Can we get rid of cooperative equality?


#21

Btw we cannot turn overloading off for ==. Scala has no way to achieve this. We can turn overriding of by making == final (and it is!) but that does not prevent us from overloading it.


#22

But people don’t overload equals that way for the most part; they do it like case classes do, precisely so that they avoid the confusing behavior that equality is not preserved by upcasting.


#23

But people don’t overload equals that way for the most part; they do it like case classes do, precisely so that they avoid the confusing behavior that equality is not preserved by upcasting.

Correct. I believe this illustrates well the different concerns here. I see at least three:

  1. What is an intuitive meaning of == from an API perspective?
  2. What is the cleanest way to express == from a semantics perspective?
  3. What is the most straightforward and efficient implementation?

I thought initially that (1) and (2) were aligned, that we needed co-operative equality to hide boxing for generics. I am now convinced that (2) and (3) are aligned. The only way to approach == in the Scala context is as an overloaded method and that means co-operative equality only muddles the picture. The seeming inconsistencies we see are not due to == specifically but due to the fact that Scala has overloading as opposed to multi-methods. The same inconsistencies can be constructed for any other overloaded method, including == on other types.


#24

I agree that (2) and (3) align better than (1) and (2) do.

But how much do (2) and (3) matter if we can’t have (1)?

We already have a perfectly sensible method that can be used to align (2) and (3) in those special cases where (1) is not a primary concern: equals. The question is whether == should lose its special status in attempting to achieve (1).

(Also, as an aside, def foo(final a: Any) could be added as syntax that forbids overloading of method arguments.)

Multi-methods are handy; I appreciate them in Julia, for instance. But I’m not convinced yet that a best-effort manual emulation of them to preserve the intuitive meaning of == isn’t worthwhile. Yes, it’s a hassle. But it’s an up-front hassle that simplifies all later thinking about how to use equality, which for scalability is a nice win since you can concentrate on more relevant things than the difference between intuitive == and the actual behavior in the face of the diversity of numeric types.


#25

Shouldn’t the signature of == be

def ==(other: Any)

instead of

def ==(other: A)


#26

I have been wanting to change this for a long time. This is a fantastic discussion. The proposal does not go far enough to fix the problems, but does describe them very well.

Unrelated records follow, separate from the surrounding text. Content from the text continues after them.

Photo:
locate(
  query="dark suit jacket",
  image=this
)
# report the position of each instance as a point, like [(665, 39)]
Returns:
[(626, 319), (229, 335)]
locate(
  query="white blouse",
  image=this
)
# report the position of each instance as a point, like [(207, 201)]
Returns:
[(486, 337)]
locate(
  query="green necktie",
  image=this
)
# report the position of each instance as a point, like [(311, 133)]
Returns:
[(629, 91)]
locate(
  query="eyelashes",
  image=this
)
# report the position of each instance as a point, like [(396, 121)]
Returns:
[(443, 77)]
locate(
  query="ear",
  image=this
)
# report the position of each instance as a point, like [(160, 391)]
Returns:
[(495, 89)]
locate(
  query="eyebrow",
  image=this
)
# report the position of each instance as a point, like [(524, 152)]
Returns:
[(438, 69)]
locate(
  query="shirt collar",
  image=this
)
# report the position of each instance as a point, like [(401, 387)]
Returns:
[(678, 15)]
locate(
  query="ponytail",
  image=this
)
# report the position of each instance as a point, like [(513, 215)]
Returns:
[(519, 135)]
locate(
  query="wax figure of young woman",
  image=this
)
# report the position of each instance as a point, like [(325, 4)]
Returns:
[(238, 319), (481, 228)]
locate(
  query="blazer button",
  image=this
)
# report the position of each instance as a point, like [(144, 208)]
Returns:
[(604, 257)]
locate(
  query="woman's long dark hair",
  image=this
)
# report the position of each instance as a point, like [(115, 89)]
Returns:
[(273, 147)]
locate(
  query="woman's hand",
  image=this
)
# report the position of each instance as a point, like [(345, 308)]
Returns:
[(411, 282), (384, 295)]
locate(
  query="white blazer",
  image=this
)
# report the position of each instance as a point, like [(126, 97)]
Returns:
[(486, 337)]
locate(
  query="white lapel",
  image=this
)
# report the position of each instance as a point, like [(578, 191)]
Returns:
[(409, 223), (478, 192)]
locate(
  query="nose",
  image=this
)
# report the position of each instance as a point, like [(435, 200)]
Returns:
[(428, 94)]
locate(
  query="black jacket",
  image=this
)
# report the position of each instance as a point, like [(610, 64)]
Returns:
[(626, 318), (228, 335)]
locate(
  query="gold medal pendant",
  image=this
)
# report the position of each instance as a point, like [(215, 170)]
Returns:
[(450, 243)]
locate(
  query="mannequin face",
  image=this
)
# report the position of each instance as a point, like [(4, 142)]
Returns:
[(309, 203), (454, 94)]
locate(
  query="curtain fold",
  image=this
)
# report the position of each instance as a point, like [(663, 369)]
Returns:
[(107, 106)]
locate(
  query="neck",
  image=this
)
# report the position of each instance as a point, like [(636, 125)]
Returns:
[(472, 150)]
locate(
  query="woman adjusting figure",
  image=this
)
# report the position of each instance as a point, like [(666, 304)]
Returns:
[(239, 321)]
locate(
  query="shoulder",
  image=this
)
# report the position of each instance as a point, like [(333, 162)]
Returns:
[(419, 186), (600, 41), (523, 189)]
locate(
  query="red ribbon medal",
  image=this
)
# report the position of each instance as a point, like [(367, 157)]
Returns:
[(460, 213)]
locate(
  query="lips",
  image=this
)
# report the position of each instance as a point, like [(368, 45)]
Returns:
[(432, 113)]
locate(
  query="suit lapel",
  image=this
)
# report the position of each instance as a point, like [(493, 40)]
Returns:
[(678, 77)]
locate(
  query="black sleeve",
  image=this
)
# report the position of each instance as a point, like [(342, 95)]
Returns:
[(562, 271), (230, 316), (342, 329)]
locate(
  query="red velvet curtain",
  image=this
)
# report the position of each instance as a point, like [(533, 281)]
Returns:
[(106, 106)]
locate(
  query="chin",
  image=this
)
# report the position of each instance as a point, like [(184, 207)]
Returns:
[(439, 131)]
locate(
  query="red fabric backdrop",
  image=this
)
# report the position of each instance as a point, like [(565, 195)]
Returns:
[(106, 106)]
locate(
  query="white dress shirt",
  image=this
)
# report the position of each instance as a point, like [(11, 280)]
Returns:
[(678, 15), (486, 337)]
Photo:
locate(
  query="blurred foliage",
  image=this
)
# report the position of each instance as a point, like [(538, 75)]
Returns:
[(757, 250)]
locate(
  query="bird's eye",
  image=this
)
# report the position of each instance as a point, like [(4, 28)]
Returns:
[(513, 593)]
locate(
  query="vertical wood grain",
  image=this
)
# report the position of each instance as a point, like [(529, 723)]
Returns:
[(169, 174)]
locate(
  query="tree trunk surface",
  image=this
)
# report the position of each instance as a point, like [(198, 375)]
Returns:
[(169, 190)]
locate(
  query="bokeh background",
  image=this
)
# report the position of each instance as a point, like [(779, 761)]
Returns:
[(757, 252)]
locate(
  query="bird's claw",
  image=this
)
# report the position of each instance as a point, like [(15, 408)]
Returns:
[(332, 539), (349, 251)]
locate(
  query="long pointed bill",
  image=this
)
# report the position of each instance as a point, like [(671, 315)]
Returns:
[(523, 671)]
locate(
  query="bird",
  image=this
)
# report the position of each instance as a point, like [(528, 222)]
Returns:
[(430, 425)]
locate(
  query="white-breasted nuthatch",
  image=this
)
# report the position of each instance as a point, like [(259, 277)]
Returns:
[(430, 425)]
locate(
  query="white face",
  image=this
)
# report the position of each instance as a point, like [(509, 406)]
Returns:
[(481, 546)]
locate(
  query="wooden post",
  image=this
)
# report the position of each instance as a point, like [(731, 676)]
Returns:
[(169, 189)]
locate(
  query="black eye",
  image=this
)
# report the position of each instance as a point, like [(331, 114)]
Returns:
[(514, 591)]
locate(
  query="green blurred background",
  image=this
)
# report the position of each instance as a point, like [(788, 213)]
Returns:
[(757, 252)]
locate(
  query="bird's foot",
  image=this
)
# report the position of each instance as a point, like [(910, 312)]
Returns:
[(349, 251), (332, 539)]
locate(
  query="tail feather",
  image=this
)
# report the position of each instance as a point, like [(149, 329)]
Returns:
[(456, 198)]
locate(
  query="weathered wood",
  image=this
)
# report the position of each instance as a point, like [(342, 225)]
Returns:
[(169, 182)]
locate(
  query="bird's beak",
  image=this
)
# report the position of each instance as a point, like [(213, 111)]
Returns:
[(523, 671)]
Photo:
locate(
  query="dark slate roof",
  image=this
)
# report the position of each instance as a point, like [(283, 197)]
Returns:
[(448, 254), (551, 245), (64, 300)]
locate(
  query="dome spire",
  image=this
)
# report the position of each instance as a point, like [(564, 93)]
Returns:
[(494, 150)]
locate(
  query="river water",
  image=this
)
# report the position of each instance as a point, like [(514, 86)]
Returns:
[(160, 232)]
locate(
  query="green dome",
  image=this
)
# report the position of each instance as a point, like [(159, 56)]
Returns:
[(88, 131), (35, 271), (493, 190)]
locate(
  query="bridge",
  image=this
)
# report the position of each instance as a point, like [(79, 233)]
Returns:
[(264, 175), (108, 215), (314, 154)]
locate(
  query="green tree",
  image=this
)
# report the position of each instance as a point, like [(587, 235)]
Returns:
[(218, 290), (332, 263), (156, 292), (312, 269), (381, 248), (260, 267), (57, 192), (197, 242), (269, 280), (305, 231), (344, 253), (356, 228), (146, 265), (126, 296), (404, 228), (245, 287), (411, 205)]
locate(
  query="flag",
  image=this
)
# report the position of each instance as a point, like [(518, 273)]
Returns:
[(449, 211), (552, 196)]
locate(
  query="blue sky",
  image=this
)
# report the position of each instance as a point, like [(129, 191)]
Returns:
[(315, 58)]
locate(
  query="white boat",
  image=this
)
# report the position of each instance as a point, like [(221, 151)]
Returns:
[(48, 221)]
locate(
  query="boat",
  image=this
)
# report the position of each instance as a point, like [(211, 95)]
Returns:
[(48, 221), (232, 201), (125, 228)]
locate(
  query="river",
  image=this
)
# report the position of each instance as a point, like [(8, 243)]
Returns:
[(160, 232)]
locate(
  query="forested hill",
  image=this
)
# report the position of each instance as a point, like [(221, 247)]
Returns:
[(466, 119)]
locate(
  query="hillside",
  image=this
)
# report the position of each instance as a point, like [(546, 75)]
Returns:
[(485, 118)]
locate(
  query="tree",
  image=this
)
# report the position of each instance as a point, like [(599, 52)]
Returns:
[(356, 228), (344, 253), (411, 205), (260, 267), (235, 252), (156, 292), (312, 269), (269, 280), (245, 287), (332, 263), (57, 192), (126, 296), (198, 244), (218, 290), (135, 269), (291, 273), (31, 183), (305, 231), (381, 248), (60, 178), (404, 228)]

I will first address the following regarding 1 == 1L:

Well, Java says it, and I don’t think we should contradict it on this one

Java does not say that 1 == 1L, it says that 1 eq 1L!

Integer.valueOf(1).equals(1L)   --> false

In my mind, scala’s == is java’s .equals(). Unboxed types in Java do not have equals(). It is unsound for Scala to say “Scala’s == is like Java’s equals() except for AnyVal”, which I’ll get into later. IMO Scala’s eq is analagous to java’s == : reference equality for objects, and IEEE equality for primitives. This is true for AnyRef/Object, why should it differ for AnyVal? Yes, scala speaks of eq as reference equality and it is not defined for values, but in the case of numerics it can be bit equality and/or IEEE equality (like Java’s ==). And not having two separate notions of equality for numerics is exactly the root of the problem, performance wise.


With that ouf of the way, I will describe my proposal, then justify it.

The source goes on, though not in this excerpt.